About the architect
As far as Edward I’s crucial late 13th century castle-building programme in Wales was concerned, the architectural power behind the throne was James of St. George. James, a little-known but none the less important historical figure, was a master mason summoned from the Continent to implement the king’s plans. Born around 1230, he worked on a number of great European castles including the fortress of St. George d’Esperanche (in Savoy on the French-Swiss-Italian border) from which he took his full name.
Master James was directly responsible for at least 12 of the 17 castles in Wales which Edward either built, rebuilt or helped strengthen. Rhuddlan was James’ first venture, Beaumaris his last, by which time he had perfected the symmetrical, concentric “walls within walls” design which was to characterize the castles of the period.
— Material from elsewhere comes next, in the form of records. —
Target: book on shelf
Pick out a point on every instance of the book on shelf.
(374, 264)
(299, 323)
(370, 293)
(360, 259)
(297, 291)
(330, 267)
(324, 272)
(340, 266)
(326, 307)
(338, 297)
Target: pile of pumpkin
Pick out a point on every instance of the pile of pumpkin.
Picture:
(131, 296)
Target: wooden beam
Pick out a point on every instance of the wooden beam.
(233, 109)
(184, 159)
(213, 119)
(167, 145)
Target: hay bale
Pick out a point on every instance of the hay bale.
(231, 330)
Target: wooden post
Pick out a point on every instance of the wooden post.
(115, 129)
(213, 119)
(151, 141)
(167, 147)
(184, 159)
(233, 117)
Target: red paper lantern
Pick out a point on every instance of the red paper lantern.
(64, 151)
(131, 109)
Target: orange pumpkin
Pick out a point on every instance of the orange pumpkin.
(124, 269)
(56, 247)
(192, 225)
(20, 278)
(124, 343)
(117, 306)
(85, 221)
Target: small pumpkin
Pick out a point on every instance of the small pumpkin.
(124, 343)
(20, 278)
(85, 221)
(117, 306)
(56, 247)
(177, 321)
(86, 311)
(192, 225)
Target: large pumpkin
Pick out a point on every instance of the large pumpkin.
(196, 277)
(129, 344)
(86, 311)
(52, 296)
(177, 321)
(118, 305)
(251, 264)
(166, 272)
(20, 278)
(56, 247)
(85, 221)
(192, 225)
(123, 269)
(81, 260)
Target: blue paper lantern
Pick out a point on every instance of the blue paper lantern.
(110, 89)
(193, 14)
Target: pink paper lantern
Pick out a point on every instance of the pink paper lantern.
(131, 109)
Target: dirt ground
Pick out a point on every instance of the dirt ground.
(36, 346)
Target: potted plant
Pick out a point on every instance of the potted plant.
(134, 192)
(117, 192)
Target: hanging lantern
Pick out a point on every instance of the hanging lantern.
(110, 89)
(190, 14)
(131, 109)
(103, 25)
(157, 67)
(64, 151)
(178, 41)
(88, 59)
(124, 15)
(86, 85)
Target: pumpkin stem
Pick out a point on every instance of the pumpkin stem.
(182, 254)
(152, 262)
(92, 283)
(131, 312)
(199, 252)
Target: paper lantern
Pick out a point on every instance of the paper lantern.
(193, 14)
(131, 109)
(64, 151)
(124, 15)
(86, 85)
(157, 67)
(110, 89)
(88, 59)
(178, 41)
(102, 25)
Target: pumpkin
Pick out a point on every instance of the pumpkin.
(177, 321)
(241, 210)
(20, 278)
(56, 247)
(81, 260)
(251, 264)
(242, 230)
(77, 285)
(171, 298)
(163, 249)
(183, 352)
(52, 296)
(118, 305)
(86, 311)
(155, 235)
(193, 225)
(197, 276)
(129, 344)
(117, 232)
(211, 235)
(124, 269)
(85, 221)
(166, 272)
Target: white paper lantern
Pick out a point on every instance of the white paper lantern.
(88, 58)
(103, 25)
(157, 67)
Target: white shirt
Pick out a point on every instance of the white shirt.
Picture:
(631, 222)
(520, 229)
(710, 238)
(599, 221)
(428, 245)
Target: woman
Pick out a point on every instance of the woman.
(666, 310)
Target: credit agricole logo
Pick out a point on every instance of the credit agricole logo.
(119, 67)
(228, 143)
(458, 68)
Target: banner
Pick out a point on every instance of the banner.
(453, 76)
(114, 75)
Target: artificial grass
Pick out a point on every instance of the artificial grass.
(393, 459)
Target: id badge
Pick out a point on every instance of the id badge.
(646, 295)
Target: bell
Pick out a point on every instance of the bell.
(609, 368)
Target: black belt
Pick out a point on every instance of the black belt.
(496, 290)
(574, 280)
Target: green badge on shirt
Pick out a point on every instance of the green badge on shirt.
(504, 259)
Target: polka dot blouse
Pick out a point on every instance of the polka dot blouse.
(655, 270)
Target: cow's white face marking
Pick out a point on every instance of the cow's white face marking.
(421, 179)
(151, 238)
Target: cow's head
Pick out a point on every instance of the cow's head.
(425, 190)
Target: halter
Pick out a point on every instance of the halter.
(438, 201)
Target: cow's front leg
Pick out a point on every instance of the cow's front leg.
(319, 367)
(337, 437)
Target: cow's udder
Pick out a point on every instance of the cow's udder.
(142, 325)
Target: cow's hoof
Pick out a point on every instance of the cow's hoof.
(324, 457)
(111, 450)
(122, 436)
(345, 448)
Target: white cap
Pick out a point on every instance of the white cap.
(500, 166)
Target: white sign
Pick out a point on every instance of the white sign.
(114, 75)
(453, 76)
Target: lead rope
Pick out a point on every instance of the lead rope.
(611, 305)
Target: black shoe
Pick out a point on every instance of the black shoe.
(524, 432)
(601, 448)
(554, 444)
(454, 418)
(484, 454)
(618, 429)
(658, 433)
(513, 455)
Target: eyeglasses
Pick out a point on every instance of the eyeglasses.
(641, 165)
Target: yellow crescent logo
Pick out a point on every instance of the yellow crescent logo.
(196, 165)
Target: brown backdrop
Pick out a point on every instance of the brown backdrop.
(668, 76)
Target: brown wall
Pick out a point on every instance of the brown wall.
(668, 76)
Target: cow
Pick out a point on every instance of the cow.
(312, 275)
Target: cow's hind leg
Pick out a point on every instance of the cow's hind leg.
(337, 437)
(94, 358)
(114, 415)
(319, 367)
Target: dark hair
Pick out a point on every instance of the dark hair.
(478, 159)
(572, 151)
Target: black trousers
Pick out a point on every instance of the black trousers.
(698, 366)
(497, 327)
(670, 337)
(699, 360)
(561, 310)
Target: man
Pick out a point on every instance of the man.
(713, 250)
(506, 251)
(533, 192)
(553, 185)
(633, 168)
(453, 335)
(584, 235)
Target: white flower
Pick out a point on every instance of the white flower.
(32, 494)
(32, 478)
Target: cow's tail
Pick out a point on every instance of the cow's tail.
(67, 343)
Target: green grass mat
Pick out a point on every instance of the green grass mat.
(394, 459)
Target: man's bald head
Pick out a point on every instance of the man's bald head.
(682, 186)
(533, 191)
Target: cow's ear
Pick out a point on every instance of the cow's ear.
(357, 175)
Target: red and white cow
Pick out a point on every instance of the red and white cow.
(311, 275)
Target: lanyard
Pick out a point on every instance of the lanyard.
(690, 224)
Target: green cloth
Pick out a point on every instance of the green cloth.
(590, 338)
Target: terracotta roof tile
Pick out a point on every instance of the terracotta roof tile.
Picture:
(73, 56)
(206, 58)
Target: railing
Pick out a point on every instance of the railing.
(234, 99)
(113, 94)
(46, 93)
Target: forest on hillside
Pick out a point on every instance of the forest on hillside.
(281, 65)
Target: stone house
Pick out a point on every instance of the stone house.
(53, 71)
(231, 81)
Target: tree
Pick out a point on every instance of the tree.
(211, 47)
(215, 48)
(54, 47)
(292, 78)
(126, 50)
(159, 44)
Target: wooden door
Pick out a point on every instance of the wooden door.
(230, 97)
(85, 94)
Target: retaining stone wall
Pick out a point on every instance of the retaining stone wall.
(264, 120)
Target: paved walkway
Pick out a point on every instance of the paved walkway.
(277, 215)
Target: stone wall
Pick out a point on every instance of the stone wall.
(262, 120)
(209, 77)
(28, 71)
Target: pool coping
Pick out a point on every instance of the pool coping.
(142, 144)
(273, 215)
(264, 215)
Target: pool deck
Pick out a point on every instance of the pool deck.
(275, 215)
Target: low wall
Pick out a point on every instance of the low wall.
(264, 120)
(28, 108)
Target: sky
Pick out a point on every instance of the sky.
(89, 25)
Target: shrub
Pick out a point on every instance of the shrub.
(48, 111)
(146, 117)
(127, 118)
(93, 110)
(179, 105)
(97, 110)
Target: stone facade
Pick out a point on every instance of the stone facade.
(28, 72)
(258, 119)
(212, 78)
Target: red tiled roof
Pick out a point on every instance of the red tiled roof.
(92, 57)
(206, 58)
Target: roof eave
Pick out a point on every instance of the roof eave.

Labor costs could be enormous, since skilled workers were essential to stone castle building. Specialists were often brought in from all parts of the kingdom to work on a castle, including: the master mason, quarrymen, woodcutters, smiths, miners, ditchers, carters, and carpenters. At times, as many as 2000 men were conscripted or hired for a particular project. The following quote gives us a glimpse into the building requirements for the splendid Welsh castle at Beaumaris. Addressing the king’s Exchequer, Master James wrote:
In case you should wonder where so much money could go in a week, we would have you know that we have needed – 400 masons, both cutters and layers, together with 2000 less skilled workmen, 100 carts, 60 wagons and 30 boats bringing stone and sea coal; 200 quarrymen; 30 smiths; and carpenters for putting in the joists and floor boards and other necessary jobs. All this takes no account of the garrison mentioned above, nor of the purchase of material, of which there will have to be a great quantity… The men’s pay has been and still is very much in arrears, and we are having the greatest difficulty in keeping them because they simply have nothing to live on (McNeill, 1992).
The king evidently appreciated his work – and knew the worth of such an irreplaceable employee, for he paid James the handsome daily wage of two shillings, an amount which an ordinary craftsman would receive for a whole week’s work. In 1284, it rose to three shillings a day for life. In later years, James worked for Edward in Scotland, though he continued to live at a manor in north-east Wales, granted by the king. He died about 1308.